Results and Analysis
Final Results
The Phi-Mamba model, distilled using MOHAWK, outperforms previous subquadratic models on various benchmarks while using significantly fewer training tokens. The hybrid variant, Hybrid-Phi-Mamba, also shows strong performance, closely matching the pure attention Transformer architecture.
Stage 3 Analysis
End-to-end distillation significantly improves performance, especially when combined with the previous stages. Freezing all components except the Mamba-2 sequence mixer during this stage does not significantly impact performance, highlighting the efficiency of the MOHAWK process.
Stage 2 Analysis
Hidden-state alignment improves downstream performance, with better-aligned initializations leading to lower perplexities and higher accuracies. This stage is crucial for the overall success of the distillation process.
Stage 1 Analysis
Matrix orientation provides foundational benefits that enhance performance in later stages. Even a small amount of training in this stage can significantly improve hidden-state distances and downstream metrics.
Hybrid Phi-Mamba Model
Hybrid models that integrate attention mechanisms with SSM layers show improved performance. The Hybrid-Phi-Mamba model, with only four attention layers, achieves strong results on downstream tasks.

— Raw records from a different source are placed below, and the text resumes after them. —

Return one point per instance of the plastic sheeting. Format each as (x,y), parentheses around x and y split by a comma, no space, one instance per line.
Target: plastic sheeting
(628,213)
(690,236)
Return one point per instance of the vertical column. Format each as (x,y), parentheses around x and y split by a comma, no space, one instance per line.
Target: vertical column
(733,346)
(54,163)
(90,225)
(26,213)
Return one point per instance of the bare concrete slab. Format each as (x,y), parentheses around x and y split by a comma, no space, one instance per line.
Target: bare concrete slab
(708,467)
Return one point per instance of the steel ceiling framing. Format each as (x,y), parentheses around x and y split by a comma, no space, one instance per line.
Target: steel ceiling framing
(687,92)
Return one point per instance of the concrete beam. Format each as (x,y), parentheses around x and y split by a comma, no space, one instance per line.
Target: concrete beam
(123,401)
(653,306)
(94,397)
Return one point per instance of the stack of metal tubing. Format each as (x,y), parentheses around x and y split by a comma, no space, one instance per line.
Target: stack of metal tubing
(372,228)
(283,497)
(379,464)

Self-Attention Approximation
Mamba-2’s ability to approximate self-attention matrices is validated through experiments. The SSD matrix family provides the closest approximation, correlating with better model performance.
Overall Conclusion
The MOHAWK framework successfully distills knowledge from pretrained Transformer models into subquadratic models like Mamba-2, leveraging the extensive training resources invested in Transformers. This multi-stage distillation process significantly improves the performance of subquadratic models, making them viable alternatives for various NLP tasks. Future research should explore the role of sequence mixing layers in subquadratic models and further optimize the distillation process for hybrid architectures.